Understanding Tension-Type Headaches
The term headache is a generic title that covers a variety of headache types including cluster headaches, tension headaches, secondary headaches, and sinus headaches.
Cluster headaches typically occur in the same part of the body at the same time of day and are caused by the dilation of blood vessels rather than environment, stress, or diet. Instead, cluster headaches can be caused by bright lights, physical exertion, and even altitude changes.
Tension headaches are felt behind the eyes, in the face, neck, and at the base of the skull. This is the most common type of headache and can be caused by various factors such as stress, hunger, and eyestrain. Often times, these headaches can easily be treated with NSAID medications (ibuprofen, aspirin, naproxen).
Secondary headaches are somewhat explained in their name. They are headaches that are a result of a primary condition such as high blood pressure or cancer. Though the headache itself is not the primary source of pain, it’s a symptom of an existing or underlying condition that causes it.
Sinus headaches are felt in the sinuses and are caused by irritated or infected sinuses. This can be a direct cause of allergies, colds, or other sicknesses that cause your sinuses to become full or inflamed.

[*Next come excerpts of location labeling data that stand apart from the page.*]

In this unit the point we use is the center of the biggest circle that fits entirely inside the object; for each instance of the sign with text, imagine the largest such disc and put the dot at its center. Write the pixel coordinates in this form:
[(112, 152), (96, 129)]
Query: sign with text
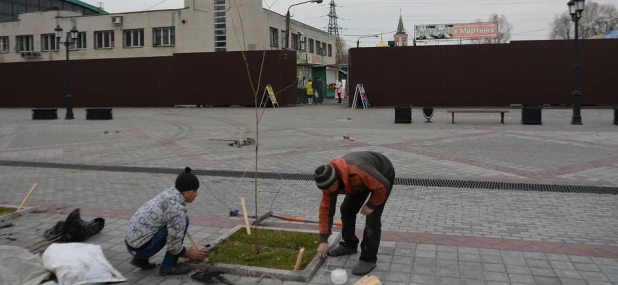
[(456, 31)]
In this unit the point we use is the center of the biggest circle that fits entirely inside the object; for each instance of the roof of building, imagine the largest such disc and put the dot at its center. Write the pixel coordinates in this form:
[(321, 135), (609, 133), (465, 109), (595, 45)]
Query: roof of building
[(381, 43), (87, 6), (400, 28)]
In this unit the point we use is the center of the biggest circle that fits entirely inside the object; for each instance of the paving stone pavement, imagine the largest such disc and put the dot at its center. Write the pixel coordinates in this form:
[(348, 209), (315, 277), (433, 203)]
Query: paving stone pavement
[(541, 216), (298, 139), (398, 262)]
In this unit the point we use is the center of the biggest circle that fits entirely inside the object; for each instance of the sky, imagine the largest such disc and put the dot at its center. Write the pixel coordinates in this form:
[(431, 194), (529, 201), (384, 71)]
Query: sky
[(530, 18)]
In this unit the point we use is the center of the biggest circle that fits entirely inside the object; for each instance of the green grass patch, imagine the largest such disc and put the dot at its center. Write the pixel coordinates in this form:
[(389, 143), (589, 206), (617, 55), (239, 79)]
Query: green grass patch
[(278, 249), (4, 211)]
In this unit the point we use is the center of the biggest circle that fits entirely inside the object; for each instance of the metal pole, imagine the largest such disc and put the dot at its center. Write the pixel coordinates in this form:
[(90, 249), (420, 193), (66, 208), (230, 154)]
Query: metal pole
[(576, 119), (69, 97), (287, 30)]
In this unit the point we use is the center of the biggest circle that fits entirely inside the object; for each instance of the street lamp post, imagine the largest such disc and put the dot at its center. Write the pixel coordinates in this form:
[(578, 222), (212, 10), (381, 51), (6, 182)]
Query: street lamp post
[(576, 8), (358, 41), (71, 37), (287, 21)]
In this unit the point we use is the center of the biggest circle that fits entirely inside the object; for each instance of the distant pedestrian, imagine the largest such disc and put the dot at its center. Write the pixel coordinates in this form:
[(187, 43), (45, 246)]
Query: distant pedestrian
[(319, 88), (310, 92), (339, 88)]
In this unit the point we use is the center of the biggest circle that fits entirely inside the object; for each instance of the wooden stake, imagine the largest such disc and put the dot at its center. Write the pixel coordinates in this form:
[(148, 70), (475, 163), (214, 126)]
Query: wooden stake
[(299, 258), (244, 213), (27, 197), (195, 244)]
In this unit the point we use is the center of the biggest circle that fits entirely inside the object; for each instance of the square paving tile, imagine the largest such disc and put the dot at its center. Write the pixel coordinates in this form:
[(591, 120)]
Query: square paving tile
[(447, 272), (561, 265), (541, 280), (567, 273), (496, 276), (542, 271), (492, 267), (521, 279), (422, 279)]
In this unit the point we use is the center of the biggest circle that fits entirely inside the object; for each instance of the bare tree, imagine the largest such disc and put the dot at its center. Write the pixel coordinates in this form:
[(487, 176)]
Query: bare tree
[(597, 19), (342, 50), (561, 27), (504, 30)]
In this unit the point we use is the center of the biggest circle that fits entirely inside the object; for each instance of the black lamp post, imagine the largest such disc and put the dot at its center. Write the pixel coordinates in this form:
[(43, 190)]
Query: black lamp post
[(576, 8), (358, 41), (287, 21), (71, 37)]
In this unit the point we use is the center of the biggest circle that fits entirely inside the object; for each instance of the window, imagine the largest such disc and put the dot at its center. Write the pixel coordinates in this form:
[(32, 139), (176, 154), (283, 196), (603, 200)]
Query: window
[(134, 38), (294, 43), (164, 36), (274, 37), (4, 44), (24, 43), (220, 20), (80, 42), (49, 42), (104, 39)]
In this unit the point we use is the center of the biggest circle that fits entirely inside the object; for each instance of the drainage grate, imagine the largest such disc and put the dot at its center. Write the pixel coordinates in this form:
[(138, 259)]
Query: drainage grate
[(309, 177)]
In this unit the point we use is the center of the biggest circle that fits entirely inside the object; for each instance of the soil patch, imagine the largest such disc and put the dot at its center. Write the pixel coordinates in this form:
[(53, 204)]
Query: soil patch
[(4, 211), (278, 249)]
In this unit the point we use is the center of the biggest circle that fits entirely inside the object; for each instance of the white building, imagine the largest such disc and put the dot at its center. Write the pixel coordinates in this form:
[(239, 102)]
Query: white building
[(202, 26)]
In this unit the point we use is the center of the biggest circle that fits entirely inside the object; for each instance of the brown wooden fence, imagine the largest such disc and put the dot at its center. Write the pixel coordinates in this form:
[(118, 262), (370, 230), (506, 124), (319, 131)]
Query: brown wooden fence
[(528, 72), (182, 79)]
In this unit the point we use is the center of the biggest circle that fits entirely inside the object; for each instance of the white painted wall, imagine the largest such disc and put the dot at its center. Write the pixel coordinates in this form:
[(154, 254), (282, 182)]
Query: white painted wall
[(194, 28)]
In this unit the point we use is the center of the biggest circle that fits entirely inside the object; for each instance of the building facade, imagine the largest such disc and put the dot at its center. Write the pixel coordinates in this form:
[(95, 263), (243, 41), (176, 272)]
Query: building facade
[(202, 26), (401, 37)]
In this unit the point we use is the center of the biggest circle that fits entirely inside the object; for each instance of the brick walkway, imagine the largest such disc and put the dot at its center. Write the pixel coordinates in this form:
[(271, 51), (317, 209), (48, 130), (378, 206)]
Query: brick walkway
[(437, 236)]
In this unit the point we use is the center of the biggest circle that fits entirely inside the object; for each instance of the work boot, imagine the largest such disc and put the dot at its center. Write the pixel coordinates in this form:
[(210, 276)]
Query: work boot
[(363, 267), (341, 249), (142, 264), (179, 269)]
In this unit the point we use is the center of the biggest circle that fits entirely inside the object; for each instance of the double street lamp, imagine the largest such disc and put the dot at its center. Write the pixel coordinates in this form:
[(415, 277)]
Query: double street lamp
[(71, 37), (358, 41), (287, 21), (576, 8)]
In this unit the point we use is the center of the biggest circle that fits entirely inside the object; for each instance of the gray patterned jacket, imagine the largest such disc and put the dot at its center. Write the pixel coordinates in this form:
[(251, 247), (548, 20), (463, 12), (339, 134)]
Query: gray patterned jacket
[(167, 209)]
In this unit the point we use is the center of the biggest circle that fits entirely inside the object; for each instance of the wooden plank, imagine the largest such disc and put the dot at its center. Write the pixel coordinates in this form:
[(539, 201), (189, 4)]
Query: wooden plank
[(478, 111), (299, 258), (27, 197), (244, 213)]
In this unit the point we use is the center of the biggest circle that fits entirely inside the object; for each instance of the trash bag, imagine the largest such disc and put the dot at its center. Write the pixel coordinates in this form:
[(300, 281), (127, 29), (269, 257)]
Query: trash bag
[(74, 229)]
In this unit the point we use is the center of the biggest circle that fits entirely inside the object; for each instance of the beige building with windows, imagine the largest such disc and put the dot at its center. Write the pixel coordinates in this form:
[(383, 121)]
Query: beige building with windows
[(202, 26)]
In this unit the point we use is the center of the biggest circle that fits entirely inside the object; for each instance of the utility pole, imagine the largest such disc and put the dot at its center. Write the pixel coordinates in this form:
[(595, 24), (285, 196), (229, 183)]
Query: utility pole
[(333, 28)]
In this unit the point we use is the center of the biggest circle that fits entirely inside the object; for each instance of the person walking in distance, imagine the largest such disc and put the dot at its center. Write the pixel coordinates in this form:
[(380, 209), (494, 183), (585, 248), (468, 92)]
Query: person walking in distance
[(319, 89), (355, 175), (163, 221), (310, 92), (339, 88)]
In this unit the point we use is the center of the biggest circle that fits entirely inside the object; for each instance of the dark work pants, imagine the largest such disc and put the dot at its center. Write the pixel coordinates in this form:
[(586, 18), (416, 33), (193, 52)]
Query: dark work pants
[(373, 226)]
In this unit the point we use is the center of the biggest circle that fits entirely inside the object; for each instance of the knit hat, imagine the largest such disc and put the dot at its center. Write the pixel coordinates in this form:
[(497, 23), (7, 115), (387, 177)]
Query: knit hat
[(325, 176), (187, 181)]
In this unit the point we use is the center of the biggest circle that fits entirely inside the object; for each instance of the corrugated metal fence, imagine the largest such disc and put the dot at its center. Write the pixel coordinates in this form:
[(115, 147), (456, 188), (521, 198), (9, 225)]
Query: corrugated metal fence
[(528, 72), (182, 79)]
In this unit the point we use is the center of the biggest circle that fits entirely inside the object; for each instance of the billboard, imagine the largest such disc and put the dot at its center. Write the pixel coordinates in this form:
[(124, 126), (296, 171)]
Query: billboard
[(456, 31)]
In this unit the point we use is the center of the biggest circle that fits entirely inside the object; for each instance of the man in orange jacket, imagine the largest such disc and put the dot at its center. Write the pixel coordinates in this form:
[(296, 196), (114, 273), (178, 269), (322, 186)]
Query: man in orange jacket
[(355, 175)]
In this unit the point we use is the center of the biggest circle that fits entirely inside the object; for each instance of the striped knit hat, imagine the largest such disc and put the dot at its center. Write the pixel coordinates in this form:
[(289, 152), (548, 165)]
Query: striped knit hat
[(325, 176)]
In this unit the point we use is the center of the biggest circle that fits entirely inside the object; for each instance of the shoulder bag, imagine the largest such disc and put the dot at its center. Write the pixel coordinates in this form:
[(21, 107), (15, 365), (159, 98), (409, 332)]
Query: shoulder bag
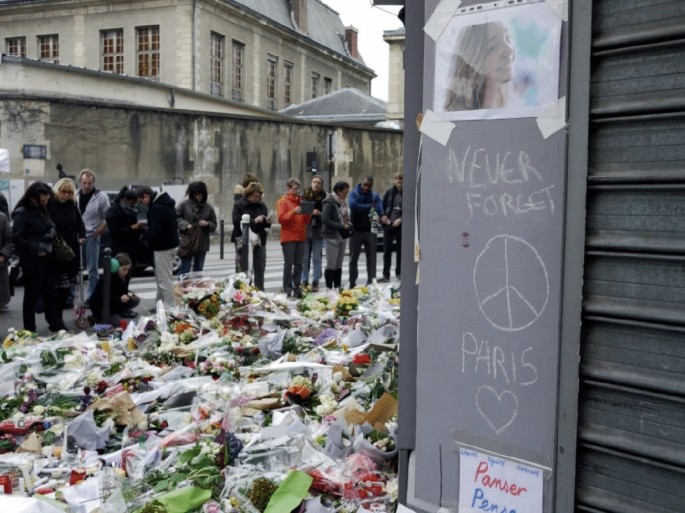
[(62, 250), (190, 243)]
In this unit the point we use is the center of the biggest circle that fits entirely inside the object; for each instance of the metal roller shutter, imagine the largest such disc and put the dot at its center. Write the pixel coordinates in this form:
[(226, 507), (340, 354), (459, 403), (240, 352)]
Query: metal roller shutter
[(631, 429)]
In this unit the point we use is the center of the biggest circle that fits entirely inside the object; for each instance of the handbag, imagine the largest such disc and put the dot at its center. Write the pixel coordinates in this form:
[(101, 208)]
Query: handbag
[(62, 250), (190, 243)]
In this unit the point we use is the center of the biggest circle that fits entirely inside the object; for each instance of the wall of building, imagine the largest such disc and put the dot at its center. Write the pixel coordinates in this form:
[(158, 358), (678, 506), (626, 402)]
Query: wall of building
[(126, 145), (185, 38)]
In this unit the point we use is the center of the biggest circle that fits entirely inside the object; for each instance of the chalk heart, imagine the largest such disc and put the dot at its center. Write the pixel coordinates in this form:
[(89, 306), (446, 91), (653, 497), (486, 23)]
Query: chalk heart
[(498, 410)]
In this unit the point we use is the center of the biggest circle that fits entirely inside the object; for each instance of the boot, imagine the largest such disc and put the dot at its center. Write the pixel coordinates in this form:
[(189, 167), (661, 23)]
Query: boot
[(328, 276)]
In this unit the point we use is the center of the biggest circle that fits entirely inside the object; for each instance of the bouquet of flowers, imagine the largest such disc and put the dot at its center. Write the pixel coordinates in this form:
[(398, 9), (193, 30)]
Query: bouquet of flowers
[(210, 306), (104, 330), (215, 367), (300, 387), (19, 337), (347, 302)]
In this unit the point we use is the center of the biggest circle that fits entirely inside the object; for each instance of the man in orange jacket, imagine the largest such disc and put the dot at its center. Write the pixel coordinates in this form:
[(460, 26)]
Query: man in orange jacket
[(293, 236)]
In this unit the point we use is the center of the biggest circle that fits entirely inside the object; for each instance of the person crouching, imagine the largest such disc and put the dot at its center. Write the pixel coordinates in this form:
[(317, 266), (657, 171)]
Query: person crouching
[(121, 300)]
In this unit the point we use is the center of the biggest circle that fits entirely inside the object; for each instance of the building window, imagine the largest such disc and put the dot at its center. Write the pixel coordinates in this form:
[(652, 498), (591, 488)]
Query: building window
[(16, 46), (48, 48), (112, 50), (216, 64), (147, 49), (315, 85), (238, 58), (272, 62), (287, 83)]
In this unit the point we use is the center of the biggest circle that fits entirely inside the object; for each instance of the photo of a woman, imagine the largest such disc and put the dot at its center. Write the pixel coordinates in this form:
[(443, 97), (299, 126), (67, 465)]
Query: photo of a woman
[(500, 63), (483, 68)]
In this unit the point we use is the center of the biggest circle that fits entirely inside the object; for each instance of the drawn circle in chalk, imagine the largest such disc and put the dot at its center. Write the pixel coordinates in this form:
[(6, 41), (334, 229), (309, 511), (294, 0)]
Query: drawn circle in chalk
[(511, 283)]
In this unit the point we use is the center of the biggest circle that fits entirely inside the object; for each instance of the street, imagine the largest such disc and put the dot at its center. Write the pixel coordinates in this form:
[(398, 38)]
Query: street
[(144, 286)]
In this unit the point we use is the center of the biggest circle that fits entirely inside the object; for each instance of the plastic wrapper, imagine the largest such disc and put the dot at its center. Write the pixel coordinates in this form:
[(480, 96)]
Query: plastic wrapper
[(362, 446), (86, 434)]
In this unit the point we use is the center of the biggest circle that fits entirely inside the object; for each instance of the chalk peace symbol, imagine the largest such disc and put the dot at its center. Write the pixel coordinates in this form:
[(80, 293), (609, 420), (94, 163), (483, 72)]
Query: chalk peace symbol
[(511, 283)]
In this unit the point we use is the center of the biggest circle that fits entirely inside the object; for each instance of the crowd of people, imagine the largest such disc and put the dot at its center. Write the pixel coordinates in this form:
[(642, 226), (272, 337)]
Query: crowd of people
[(57, 233), (312, 221)]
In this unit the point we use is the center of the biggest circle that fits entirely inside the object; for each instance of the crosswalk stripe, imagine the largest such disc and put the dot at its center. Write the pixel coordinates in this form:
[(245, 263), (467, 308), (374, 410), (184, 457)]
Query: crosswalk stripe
[(215, 268)]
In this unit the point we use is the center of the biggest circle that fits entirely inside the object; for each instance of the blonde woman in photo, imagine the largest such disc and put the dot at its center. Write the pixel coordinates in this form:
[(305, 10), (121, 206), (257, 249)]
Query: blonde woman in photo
[(482, 68)]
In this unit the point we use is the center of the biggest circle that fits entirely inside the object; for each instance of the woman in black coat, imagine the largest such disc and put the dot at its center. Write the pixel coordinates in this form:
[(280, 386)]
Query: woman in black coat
[(252, 205), (69, 225), (33, 232)]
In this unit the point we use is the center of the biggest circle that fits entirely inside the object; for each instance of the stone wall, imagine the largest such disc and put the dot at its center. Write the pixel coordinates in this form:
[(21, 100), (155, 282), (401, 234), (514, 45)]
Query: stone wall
[(131, 145)]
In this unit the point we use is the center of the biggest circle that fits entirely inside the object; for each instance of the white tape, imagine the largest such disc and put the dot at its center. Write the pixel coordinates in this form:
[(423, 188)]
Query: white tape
[(553, 118), (440, 18)]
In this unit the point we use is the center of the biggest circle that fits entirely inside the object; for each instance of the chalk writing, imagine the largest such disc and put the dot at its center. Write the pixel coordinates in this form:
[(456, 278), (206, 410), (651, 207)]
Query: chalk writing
[(506, 204), (478, 169), (511, 283), (495, 362), (498, 409), (510, 173)]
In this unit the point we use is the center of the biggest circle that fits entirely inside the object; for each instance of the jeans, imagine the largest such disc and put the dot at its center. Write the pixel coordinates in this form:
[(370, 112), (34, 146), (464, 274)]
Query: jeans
[(312, 248), (164, 275), (335, 253), (368, 240), (293, 253), (198, 262), (390, 234), (92, 251), (258, 266)]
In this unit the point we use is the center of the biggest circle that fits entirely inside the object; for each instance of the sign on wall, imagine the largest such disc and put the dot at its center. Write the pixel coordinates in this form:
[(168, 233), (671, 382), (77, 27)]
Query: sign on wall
[(492, 200)]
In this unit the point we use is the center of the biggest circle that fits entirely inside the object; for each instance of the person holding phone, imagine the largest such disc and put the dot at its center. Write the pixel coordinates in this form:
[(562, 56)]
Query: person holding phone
[(293, 236)]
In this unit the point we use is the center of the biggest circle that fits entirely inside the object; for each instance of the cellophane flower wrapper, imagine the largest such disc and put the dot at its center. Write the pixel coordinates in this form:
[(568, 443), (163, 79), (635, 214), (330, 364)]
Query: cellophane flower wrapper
[(193, 377)]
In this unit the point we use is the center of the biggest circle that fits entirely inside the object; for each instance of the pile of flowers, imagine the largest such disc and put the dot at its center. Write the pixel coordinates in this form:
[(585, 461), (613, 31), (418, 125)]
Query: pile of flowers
[(347, 302), (220, 408)]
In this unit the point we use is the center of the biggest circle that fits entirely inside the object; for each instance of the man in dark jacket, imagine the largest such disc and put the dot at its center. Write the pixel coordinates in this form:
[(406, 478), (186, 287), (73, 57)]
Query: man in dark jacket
[(161, 237), (365, 210), (392, 228), (125, 231)]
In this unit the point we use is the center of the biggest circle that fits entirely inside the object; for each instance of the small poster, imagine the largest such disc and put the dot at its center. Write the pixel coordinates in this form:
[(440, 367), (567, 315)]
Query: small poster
[(498, 63), (492, 483)]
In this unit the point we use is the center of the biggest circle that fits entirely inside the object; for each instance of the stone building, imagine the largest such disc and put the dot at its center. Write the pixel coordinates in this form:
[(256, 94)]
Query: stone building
[(264, 53)]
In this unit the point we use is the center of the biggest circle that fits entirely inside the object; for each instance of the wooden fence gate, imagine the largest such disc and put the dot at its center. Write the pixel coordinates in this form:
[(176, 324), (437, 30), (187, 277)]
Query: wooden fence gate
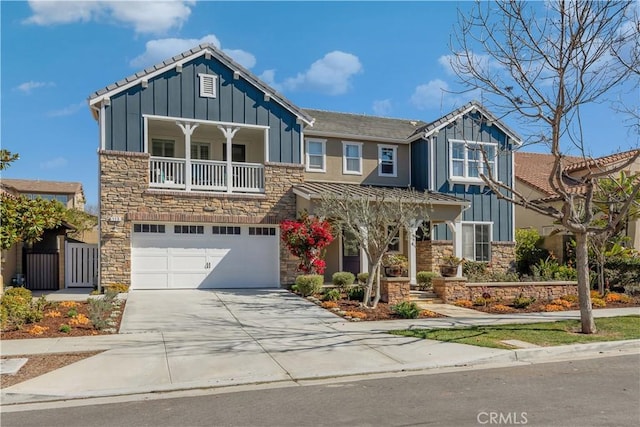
[(81, 265), (41, 272)]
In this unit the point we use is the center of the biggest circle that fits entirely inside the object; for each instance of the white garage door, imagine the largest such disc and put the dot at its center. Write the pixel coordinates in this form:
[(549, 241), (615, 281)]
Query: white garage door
[(204, 256)]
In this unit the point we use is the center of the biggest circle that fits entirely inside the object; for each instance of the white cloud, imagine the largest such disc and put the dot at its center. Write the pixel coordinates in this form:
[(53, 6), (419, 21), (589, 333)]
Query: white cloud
[(159, 50), (382, 107), (55, 163), (145, 17), (330, 75), (28, 87), (68, 110)]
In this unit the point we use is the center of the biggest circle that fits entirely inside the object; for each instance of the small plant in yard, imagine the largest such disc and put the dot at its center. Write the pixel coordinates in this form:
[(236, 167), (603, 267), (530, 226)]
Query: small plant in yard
[(329, 305), (331, 295), (355, 293), (523, 302), (355, 315), (343, 279), (465, 303), (406, 310), (308, 284), (424, 279), (37, 330)]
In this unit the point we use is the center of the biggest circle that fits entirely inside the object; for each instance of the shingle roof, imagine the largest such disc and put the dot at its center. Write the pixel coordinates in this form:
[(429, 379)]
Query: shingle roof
[(462, 110), (219, 55), (360, 125), (314, 190), (37, 186)]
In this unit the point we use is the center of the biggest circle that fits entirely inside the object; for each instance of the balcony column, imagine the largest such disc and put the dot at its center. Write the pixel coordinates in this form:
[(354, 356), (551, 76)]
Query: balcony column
[(413, 229), (456, 230), (187, 130), (229, 133)]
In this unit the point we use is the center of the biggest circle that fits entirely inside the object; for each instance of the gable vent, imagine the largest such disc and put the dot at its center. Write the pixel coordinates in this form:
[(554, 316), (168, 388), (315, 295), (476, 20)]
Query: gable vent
[(208, 85)]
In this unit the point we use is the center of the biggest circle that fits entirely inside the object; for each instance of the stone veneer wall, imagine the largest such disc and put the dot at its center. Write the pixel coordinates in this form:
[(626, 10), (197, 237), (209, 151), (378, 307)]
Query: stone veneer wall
[(451, 289), (125, 193), (394, 290), (429, 252)]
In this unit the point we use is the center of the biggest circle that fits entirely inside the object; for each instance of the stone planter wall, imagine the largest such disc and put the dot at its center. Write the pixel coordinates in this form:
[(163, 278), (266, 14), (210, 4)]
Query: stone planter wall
[(394, 290), (125, 193), (451, 289)]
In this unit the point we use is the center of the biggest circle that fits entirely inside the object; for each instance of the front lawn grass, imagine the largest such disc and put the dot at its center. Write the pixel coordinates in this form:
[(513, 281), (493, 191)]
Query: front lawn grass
[(543, 334)]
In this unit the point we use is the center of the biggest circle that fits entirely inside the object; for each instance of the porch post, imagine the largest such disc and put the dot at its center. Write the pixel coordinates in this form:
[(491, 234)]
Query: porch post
[(412, 229), (187, 130), (229, 133), (364, 261), (456, 230)]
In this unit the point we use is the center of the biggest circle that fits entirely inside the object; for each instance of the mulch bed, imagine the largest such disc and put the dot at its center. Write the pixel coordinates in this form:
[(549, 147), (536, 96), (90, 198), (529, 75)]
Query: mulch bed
[(52, 324)]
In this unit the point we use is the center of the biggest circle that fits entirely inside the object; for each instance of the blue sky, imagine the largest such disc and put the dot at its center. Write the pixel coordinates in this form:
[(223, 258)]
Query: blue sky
[(378, 58)]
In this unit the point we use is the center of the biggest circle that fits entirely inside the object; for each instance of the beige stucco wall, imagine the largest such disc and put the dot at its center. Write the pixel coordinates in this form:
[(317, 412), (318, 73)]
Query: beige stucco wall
[(334, 164), (125, 193)]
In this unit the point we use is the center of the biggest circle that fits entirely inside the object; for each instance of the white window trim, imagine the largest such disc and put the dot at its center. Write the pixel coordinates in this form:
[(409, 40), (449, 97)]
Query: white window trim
[(324, 155), (345, 171), (395, 160), (474, 223), (466, 180), (214, 85)]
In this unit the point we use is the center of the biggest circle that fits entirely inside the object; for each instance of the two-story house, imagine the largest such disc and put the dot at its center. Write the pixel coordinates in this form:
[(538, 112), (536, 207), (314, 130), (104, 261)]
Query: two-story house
[(200, 161)]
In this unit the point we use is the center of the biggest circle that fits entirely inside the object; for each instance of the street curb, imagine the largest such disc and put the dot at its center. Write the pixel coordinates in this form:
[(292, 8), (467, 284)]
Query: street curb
[(542, 353)]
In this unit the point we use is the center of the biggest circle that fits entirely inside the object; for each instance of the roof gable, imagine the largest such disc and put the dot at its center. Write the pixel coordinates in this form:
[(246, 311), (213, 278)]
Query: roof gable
[(207, 50), (443, 121)]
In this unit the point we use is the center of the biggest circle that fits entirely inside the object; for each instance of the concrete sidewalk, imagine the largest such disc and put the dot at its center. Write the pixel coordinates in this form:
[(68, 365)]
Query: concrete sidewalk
[(249, 343)]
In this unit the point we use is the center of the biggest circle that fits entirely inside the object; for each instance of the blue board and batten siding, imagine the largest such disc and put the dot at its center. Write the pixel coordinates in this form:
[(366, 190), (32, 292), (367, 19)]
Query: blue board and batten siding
[(485, 206), (176, 94)]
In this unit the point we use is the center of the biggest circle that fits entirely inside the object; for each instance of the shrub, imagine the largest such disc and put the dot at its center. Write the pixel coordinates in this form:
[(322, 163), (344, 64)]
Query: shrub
[(343, 279), (463, 303), (356, 314), (362, 278), (355, 293), (425, 278), (308, 284), (331, 295), (523, 302), (406, 310), (329, 304), (571, 298)]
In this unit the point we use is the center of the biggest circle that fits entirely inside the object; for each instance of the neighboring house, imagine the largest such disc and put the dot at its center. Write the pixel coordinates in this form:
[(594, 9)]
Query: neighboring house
[(41, 265), (200, 161), (532, 181)]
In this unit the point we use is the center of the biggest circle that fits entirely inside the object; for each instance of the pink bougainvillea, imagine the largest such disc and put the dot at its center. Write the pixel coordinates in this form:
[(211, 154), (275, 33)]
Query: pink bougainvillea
[(307, 239)]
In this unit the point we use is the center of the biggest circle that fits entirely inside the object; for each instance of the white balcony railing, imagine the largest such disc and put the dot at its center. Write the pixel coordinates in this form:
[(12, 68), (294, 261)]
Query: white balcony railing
[(206, 175)]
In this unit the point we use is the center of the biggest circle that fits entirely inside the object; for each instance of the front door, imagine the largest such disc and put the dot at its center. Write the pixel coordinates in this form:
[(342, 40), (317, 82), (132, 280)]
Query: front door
[(350, 253)]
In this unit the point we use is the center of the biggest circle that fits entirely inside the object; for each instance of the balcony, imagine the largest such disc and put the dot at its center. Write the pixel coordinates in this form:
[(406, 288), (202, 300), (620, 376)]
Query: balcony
[(205, 175)]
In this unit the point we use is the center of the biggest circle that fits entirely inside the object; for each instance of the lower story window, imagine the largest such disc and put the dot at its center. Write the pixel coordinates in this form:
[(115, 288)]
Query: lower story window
[(476, 242)]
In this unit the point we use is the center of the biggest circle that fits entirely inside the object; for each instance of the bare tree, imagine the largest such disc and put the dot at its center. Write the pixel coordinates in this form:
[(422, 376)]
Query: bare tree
[(375, 221), (542, 62)]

Six Differentiating Factors
- Duration – While headaches are usually resolved within hours, migraines can last for days on end.
- Intensity – Pain that is felt because of a migraine is much more intense than that of a headache. Regular headaches feel much more manageable while migraine pain can be debilitating enough to interfere with going about normal day-to-day life and completing simple tasks.
- Migraine Phases – Migraine suffers are familiar with the phases that can occur with a migraine rather than a headache. Phase 1 may include mood swings, lethargy, and warning signs that a migraine is approaching. Phase 2 can include the vision of auras around figures. This phase may or may not be present, all dependent upon the person. Phase 3 is when the pain begins, and Phase 4 is when relief sets in and the pain begins to subside.
- Symptoms – The symptoms of migraines are typically much more intense and extreme than headaches. These symptoms include photosensitivity, environmental sensitivity, dizziness, nausea, and fatigue.
- Causes – It’s sometimes easier to pinpoint the cause of a headache while migraine causes can be more difficult to understand. Some common causes of migraines are hormonal shifts, allergies, genetics, nerve damage, and environmental causes.
- Treatments – This can be one of the biggest determining factors of a migraine vs. a headache. Headache pain is often times manageable with medication and rest whereas migraine pain is relentless. Most times, over-the-counter medications have little to no effect on migraines and the solution to their pain is more of a long-term, multifaceted approach.
Treating a migraine is often specific to the person who suffers from it which is why it’s important to understand the cause and symptoms. Familiarize yourself with what kind of pain you experience in order to formulate a treatment plan that is effective for you and reducing your pain.